From comparative examples 1 to 5 in table 2, the conventional methods such as copolymerized nylon, flow improvement aid, mineral, nigrosine and the like have small apparent quality improvement effect in a high glass fiber reinforced nylon system, and have the defects of low mechanical property, poor weather resistance, obvious precipitation and large smoke generation.
Claims (10)
1. The high-glass-fiber-reinforced nylon composite material with good appearance is characterized in that: the paint comprises the following components in parts by weight:
30-65 parts of glass fiber;
35-70 parts of nylon resin;
2-10 parts of transparent nylon;
0.01-1 part of expanded graphite;
0.1 to 5 portions of other components.
2. The high-glass-fiber-reinforced nylon composite material with good appearance as claimed in claim 1, wherein: the glass fiber is chopped glass fiber with the fiber diameter of 10 to 20 mu m and the length of 3.0 to 4.5 mm.
3. The high-glass-fiber-reinforced nylon composite material with good appearance as claimed in claim 1, wherein: the nylon resin is selected from one or a combination of more of PA66, PA56, PA6 and PA 66/6T.
4. The high-glass-fiber-reinforced nylon composite material with good appearance as claimed in claim 1, wherein: the transparent nylon is (a) an amorphous random copolymer; (b) a block copolymer prepared by melt blending of an amorphous copolymer and a semicrystalline homopolymer or a similar amorphous copolymer; (c) a multipolymer nylon copolymer.
5. The high-glass-fiber-reinforced nylon composite material with good appearance as claimed in claim 4, wherein: the transparent nylon is selected from one or more of PA6I, PA6I/6T, PA6/PACMT, PA6I/6T/6IPD, PA12/MACMI, PA6/TMDT/6T, PA6/PA 12.
6. The high-glass-fiber-reinforced nylon composite material with good appearance as claimed in claim 1, wherein: the expanded graphite is a loose and porous vermicular substance which is obtained by inserting non-carbonaceous reactants into graphite layers by using a physical or chemical method through natural graphite flakes, combining with a hexagonal network plane of carbon, simultaneously keeping a graphite laminated structure, and carrying out high-temperature expansion.
7. The high-glass-fiber-reinforced nylon composite material with good appearance of claim 6, wherein the high-glass-fiber-reinforced nylon composite material comprises: the expanded graphite is sulfur-free expanded graphite with the mesh number of 40-400.
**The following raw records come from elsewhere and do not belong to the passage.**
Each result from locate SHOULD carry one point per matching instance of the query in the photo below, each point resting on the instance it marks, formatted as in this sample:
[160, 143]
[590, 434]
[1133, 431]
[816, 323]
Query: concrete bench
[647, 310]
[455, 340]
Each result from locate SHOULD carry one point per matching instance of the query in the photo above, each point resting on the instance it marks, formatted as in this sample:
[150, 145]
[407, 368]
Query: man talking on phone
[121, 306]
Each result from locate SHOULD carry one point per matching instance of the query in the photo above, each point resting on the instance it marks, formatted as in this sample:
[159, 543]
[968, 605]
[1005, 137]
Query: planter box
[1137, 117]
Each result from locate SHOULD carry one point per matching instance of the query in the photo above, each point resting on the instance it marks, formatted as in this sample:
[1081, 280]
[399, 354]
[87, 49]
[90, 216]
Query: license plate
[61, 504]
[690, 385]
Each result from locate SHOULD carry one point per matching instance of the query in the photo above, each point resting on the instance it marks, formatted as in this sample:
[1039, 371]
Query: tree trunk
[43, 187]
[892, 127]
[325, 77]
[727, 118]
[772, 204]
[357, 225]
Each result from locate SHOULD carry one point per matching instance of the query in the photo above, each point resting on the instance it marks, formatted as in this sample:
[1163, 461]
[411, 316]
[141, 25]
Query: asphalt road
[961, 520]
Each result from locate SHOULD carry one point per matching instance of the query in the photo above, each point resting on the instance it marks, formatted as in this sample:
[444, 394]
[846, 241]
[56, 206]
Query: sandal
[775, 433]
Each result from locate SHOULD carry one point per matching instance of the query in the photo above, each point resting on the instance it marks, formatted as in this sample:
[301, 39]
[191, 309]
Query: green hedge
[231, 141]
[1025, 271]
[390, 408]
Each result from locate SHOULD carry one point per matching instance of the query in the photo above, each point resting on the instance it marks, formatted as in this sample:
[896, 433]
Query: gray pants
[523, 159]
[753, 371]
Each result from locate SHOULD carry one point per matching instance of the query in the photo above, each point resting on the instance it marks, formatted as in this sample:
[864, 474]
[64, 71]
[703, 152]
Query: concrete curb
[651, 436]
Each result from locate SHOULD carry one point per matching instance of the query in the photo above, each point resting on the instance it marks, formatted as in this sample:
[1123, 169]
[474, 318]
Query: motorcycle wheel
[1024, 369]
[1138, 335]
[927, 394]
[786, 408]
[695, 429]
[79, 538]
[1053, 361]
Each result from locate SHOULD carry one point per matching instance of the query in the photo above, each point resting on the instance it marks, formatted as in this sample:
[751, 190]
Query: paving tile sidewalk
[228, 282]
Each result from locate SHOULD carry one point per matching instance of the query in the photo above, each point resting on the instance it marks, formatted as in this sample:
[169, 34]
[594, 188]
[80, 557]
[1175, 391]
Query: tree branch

8. The high-glass-fiber-reinforced nylon composite material with good appearance as claimed in claim 1, wherein: the other components are selected from one or more of an antioxidant, a light stabilizer, a heat stabilizer, a mold release agent, a lubricant, a nucleating agent, an antistatic agent, an antibacterial agent, a hydrolysis resistance agent and a color additive.
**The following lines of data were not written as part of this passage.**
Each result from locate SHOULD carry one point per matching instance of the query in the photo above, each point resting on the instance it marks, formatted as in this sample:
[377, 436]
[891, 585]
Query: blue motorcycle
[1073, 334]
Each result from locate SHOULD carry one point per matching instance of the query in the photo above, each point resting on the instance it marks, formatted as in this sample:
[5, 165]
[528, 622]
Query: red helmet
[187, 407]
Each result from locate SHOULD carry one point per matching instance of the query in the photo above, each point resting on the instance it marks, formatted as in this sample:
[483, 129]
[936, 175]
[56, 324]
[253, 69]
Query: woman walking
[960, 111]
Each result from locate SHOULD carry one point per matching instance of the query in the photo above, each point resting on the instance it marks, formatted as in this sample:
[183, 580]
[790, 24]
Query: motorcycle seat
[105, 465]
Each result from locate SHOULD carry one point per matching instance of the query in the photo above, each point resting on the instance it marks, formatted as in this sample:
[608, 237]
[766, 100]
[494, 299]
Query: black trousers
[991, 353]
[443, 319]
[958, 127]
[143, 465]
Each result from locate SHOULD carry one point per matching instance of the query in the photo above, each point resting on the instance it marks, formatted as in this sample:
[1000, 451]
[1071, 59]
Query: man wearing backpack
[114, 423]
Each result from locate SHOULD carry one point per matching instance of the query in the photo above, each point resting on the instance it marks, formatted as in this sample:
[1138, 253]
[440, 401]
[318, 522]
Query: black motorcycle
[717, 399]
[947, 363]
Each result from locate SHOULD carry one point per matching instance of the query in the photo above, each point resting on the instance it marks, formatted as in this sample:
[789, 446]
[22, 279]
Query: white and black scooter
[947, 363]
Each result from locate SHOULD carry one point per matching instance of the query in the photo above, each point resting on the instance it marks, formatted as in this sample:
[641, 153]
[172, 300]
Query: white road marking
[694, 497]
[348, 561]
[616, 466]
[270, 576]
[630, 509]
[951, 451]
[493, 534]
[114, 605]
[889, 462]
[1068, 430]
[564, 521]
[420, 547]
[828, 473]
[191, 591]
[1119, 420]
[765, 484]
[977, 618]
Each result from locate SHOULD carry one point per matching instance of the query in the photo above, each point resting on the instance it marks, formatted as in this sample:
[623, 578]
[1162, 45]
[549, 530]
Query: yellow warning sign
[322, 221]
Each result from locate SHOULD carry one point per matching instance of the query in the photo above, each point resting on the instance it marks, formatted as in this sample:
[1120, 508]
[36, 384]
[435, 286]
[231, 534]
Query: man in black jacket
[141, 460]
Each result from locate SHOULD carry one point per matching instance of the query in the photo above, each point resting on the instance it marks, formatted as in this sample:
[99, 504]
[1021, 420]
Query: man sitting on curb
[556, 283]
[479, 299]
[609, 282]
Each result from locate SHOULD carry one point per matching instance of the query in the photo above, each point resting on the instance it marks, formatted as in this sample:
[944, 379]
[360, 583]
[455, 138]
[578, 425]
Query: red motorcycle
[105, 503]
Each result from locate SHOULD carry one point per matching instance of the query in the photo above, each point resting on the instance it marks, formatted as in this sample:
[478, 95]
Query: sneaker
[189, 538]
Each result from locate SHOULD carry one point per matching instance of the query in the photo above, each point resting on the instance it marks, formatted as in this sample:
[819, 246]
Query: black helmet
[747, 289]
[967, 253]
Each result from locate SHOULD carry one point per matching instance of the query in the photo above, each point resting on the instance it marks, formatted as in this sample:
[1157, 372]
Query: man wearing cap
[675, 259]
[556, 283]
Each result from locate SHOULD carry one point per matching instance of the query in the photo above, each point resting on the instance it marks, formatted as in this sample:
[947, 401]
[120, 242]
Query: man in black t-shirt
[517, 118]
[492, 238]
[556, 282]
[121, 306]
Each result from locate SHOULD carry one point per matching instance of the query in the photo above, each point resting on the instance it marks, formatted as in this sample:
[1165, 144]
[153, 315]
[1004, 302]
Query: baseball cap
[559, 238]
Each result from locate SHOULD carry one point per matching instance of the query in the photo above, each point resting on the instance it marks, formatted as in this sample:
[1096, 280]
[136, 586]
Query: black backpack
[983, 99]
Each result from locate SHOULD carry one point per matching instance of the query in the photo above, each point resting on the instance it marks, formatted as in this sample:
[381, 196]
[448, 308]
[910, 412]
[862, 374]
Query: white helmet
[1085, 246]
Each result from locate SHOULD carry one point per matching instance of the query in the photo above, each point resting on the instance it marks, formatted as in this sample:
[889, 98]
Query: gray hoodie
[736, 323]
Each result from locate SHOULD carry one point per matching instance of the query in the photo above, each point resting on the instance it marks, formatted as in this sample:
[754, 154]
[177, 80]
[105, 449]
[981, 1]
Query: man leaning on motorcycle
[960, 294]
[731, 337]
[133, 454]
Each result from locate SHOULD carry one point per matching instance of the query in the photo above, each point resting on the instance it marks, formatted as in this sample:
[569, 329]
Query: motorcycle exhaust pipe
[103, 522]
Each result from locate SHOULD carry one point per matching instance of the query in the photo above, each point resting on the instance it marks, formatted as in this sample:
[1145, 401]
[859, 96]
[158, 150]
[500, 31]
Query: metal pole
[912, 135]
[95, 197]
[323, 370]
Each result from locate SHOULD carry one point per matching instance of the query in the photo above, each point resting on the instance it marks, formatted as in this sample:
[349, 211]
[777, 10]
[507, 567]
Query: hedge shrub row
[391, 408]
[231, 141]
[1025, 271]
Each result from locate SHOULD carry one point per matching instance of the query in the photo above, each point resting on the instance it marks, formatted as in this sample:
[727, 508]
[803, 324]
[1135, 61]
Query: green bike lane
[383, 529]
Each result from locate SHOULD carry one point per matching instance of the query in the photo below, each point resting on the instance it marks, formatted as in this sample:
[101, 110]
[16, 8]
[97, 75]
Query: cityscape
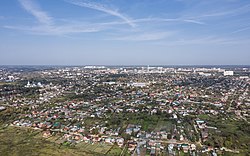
[124, 78]
[99, 110]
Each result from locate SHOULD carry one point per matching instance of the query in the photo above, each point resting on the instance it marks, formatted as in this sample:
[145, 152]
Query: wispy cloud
[35, 10]
[47, 24]
[211, 40]
[150, 36]
[226, 12]
[55, 30]
[103, 8]
[240, 30]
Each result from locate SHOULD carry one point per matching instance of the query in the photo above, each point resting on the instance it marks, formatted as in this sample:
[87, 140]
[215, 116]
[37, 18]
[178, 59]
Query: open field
[17, 141]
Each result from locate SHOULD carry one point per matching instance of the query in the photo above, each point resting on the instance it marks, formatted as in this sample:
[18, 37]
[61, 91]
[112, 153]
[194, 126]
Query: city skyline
[109, 32]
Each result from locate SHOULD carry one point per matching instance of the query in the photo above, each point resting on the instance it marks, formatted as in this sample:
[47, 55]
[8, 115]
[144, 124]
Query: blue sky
[124, 32]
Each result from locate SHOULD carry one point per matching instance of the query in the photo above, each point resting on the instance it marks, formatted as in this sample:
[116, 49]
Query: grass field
[17, 141]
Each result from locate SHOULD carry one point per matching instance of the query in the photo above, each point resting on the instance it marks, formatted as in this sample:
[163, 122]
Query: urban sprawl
[134, 110]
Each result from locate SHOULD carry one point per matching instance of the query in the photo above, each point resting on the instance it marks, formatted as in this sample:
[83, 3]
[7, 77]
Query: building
[228, 73]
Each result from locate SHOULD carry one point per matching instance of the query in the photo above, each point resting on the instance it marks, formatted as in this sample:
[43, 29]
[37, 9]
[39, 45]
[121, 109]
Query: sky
[124, 32]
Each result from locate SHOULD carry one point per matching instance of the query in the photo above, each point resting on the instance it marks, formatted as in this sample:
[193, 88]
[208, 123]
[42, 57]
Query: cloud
[228, 12]
[55, 30]
[34, 10]
[47, 24]
[240, 30]
[100, 7]
[145, 36]
[211, 40]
9. The high glass fiber reinforced nylon composite material with good appearance according to any one of claims 1 to 8, wherein: the high-glass-fiber reinforced nylon composite material with good appearance is applied to the fields of automobile interior and exterior decorations, engine peripheries, electronics, electrics and mechanical instruments.
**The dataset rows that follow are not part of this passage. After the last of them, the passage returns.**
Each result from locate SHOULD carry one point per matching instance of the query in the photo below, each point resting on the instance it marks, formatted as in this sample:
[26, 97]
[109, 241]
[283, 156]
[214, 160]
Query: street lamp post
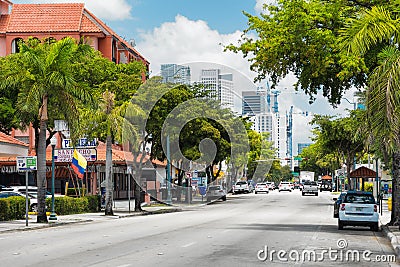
[53, 142]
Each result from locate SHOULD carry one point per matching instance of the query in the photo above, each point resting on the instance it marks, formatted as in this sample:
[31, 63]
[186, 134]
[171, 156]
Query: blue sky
[222, 15]
[193, 31]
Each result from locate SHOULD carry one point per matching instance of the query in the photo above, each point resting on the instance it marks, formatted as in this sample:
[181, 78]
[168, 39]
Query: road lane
[227, 233]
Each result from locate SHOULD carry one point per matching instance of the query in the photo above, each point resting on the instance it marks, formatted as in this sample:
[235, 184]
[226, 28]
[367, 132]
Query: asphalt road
[294, 230]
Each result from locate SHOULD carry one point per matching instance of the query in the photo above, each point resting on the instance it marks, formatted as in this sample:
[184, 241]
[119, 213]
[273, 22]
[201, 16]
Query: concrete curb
[118, 215]
[145, 212]
[392, 238]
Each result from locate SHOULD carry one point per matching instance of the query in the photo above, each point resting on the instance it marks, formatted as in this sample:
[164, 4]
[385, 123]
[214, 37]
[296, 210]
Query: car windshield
[214, 188]
[310, 183]
[359, 198]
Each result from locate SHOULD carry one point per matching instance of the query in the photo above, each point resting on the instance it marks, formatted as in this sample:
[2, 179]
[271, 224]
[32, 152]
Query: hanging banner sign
[65, 155]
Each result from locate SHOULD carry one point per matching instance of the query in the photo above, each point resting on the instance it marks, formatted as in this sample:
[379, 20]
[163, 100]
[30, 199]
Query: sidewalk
[121, 209]
[391, 232]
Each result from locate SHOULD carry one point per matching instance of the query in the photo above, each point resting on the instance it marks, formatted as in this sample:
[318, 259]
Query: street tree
[116, 84]
[42, 73]
[376, 31]
[341, 136]
[300, 37]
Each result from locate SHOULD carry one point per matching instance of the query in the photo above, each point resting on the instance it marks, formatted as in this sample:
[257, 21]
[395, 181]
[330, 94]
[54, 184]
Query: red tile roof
[3, 23]
[87, 25]
[4, 138]
[45, 18]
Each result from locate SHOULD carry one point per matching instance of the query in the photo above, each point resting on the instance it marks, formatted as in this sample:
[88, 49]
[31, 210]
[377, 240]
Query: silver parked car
[215, 192]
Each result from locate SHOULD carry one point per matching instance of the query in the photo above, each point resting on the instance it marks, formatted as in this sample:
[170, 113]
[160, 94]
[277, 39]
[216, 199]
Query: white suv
[358, 208]
[285, 186]
[216, 192]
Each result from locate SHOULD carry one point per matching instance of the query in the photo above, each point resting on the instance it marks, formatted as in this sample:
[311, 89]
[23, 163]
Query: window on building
[15, 45]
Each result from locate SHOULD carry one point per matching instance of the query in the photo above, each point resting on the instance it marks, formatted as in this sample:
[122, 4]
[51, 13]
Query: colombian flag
[79, 164]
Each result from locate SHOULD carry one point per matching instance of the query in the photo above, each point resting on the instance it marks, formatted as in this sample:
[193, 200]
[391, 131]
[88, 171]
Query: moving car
[285, 186]
[271, 185]
[358, 208]
[337, 203]
[310, 187]
[261, 188]
[32, 198]
[326, 185]
[241, 187]
[215, 192]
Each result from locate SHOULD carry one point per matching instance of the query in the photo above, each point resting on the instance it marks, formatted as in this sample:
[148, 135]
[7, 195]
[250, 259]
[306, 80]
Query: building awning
[363, 172]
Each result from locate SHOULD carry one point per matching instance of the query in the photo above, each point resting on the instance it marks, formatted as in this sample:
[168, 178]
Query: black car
[337, 203]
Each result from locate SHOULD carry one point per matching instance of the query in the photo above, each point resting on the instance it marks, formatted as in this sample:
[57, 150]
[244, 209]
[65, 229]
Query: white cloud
[260, 4]
[110, 10]
[186, 41]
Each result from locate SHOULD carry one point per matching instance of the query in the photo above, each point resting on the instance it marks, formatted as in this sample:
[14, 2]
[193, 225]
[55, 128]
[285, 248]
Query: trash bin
[142, 196]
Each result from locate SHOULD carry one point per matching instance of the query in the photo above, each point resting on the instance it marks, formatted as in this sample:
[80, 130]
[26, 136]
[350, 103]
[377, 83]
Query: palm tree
[45, 78]
[373, 29]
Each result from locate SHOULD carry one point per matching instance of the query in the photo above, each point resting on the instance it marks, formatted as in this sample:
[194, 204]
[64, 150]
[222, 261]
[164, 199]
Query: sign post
[26, 164]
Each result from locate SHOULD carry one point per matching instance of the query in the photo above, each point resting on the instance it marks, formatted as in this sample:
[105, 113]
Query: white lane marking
[188, 245]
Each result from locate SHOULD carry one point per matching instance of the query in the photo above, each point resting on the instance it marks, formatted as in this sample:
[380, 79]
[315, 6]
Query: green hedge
[12, 208]
[71, 205]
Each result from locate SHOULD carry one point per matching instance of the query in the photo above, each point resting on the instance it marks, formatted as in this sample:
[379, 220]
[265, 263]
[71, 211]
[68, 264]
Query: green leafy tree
[340, 136]
[116, 83]
[375, 31]
[42, 72]
[300, 36]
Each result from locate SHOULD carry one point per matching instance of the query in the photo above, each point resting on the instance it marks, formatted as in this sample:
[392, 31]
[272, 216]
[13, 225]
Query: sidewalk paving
[391, 232]
[120, 209]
10. The good-appearance high-glass-fiber-reinforced nylon composite material of claim 9, which is characterized in that: the high-glass-fiber-reinforced nylon composite material with good appearance is suitable for injection molding, extrusion and blow molding, and is applied to automobile air outlet blades, front end frames, cylinder cover covers, intercooler end covers, elevator guide rail sliding blocks and television supports.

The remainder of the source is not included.